Semantic data contracts
- Adrian Brudaru,
Co-Founder & CDO
Introduction
If you're working in data engineering, you've probably felt the pain of maintaining data quality and governance, especially as organizations grow and data becomes more distributed. Traditional centralized data teams often can't keep up with the speed and complexity of modern data needs.
That's where data mesh comes in. Essentially microservices applied to data, this new architectural approach decentralizes data ownership to domain-specific teams. This allows for greater scalability and agility. But with this decentralization comes new challenges, particularly around data governance. And governance is where agility is usually once again lost.
Enter semantic data contracts. They embed governance directly into your data pipelines, defining both the structure and the meaning of your data. You can manage and version them using tools like GitHub, fitting right into your existing workflows—whether centralized or decentralized.
In this article, I'll walk you through what data mesh is, the shortcomings of its traditional governance methods, and how semantic data contracts offer a better solution for modern data engineering.
The problem with traditional data governance
So, what's data mesh all about? It's an architectural approach that treats data as a product and assigns ownership of data domains to specific teams. Instead of having a central data team handle everything, each domain team (like marketing, sales, or operations) manages its own data pipelines, storage, and processing.
To ensure that the entire organization can still function cohesively, data mesh relies on data governance APIs. These are interfaces designed to enforce policies, standards, and best practices across all the different domains. The idea is to provide a way for various teams to communicate and adhere to company-wide data governance policies, even while working independently.
Shortcomings of using APIs
While data mesh and its governance APIs aim to solve the challenges of decentralized data management, they come with their own set of problems.
Wrong persona when translating from microservices to data
The issue stems from the fact that microservices is for devs that usually create APIs for their work. Data and business people on the other hand do not create APIs on the daily, so this becomes a complexity that can only be serviced by other roles. This introduces new bottlenecks. For technical governance to be manageable by data people, we need more approachable solutions.
Bureaucratic process for updates is not agile
These governance APIs are often rigid. Versioning them becomes a social problem instead of a collaborative workflow. Requirements have to be defined upfront, agreed upon, approved, and sent to another team before a solution can be integrated.
This is in stark contrast to classic developer workflows, where developers can work collaboratively on a pull request and iterate before settling on a solution.

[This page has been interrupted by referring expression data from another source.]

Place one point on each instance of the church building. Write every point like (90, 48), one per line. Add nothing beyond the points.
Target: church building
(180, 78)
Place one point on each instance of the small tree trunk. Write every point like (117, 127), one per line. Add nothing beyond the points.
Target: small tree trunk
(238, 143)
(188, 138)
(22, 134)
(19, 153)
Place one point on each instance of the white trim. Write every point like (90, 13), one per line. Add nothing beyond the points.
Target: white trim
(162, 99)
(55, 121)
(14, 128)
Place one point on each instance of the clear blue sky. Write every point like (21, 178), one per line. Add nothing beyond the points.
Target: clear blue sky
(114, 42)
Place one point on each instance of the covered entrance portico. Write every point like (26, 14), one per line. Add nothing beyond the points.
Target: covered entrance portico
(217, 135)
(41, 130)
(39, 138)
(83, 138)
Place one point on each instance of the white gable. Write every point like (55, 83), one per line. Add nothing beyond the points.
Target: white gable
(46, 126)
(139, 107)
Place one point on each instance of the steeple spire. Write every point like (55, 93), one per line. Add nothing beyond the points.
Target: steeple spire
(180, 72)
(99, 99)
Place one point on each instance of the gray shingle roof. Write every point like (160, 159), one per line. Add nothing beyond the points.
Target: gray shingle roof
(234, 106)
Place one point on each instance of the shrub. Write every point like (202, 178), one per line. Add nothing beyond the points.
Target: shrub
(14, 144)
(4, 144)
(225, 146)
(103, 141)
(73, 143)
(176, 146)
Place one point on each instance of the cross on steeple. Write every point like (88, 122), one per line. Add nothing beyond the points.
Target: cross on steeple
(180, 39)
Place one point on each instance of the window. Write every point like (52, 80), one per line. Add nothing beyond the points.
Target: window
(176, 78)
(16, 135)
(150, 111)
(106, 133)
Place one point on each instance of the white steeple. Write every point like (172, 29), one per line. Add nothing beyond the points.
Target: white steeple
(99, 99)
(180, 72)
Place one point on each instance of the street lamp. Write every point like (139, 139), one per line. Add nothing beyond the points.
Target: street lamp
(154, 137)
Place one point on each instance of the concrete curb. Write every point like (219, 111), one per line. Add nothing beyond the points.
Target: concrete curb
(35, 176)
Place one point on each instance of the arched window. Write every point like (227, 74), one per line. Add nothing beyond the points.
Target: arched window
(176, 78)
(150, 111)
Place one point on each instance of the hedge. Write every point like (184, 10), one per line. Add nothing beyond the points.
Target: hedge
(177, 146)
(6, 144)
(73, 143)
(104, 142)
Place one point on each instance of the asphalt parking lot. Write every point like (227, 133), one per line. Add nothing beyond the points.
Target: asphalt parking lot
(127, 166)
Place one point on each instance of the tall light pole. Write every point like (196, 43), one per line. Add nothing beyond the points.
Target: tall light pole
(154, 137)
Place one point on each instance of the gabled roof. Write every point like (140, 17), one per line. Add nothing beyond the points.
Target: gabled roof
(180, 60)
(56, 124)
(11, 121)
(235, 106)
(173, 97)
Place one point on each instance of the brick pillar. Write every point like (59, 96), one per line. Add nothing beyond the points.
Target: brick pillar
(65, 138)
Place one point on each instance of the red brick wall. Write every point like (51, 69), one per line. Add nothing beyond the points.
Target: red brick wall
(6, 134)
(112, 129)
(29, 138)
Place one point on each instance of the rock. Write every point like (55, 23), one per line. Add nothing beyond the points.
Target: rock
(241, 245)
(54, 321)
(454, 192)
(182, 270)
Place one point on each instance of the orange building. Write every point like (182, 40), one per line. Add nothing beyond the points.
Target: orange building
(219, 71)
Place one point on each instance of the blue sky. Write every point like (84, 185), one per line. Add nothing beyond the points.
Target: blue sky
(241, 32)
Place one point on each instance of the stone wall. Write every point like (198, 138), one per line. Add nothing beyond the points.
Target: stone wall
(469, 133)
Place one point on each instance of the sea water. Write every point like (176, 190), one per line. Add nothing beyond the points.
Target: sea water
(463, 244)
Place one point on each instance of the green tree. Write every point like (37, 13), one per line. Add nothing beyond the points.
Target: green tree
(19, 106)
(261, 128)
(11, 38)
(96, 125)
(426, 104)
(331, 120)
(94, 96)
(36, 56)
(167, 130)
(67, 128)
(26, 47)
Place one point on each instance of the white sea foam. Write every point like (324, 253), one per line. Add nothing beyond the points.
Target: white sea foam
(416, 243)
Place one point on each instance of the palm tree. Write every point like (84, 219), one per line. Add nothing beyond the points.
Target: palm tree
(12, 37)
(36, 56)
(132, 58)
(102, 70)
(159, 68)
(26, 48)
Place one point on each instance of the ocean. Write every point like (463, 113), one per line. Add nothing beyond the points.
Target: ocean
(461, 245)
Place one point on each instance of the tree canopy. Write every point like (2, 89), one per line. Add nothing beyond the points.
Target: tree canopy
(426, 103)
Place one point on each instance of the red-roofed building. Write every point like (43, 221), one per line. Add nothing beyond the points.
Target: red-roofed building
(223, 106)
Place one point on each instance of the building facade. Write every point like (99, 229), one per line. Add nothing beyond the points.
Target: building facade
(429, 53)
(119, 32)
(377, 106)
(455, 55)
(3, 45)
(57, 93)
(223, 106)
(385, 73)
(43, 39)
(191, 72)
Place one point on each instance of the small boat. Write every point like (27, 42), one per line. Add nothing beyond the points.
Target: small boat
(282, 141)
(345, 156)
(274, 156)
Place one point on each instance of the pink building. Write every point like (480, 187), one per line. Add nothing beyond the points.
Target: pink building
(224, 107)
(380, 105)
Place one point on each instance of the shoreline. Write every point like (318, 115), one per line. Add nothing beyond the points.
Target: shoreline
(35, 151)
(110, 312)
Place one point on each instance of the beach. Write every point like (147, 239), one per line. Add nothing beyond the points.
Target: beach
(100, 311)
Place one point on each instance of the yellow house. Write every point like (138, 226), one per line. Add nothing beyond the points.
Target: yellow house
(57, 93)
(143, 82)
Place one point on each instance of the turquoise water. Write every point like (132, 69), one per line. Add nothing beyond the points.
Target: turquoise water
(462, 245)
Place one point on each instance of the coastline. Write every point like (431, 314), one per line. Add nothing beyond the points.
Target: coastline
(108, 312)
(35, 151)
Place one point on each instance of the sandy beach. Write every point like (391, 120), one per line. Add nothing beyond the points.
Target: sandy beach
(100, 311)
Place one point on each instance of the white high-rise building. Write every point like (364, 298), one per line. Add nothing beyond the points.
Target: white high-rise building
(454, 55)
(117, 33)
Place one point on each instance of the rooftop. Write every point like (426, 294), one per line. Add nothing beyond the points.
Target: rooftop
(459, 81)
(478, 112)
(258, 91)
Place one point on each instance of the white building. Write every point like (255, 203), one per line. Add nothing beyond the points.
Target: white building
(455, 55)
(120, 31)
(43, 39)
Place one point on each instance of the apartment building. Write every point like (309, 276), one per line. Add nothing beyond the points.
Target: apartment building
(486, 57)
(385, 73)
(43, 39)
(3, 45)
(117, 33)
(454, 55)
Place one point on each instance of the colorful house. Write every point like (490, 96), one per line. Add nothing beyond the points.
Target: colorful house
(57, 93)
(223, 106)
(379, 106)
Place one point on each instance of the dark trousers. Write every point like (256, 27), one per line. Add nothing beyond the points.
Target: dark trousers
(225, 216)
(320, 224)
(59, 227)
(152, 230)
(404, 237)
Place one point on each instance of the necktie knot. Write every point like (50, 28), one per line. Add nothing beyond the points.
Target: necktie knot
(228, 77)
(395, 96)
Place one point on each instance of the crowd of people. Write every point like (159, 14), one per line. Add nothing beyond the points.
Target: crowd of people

What are semantic data contracts?
So, what's the alternative? Semantic data contracts! Think of them as agreements that capture both the structure (syntax) and the meaning (semantics) of your data, embedded directly into your data pipelines.
They allow you to define the specific rules and requirements unique to your business without the overhead and rigidity of governance APIs. Because they're managed as code and versioned in GitHub, they offer a flexible and adaptable approach.
Usual components
- Schema definition. Structures, types, relationships.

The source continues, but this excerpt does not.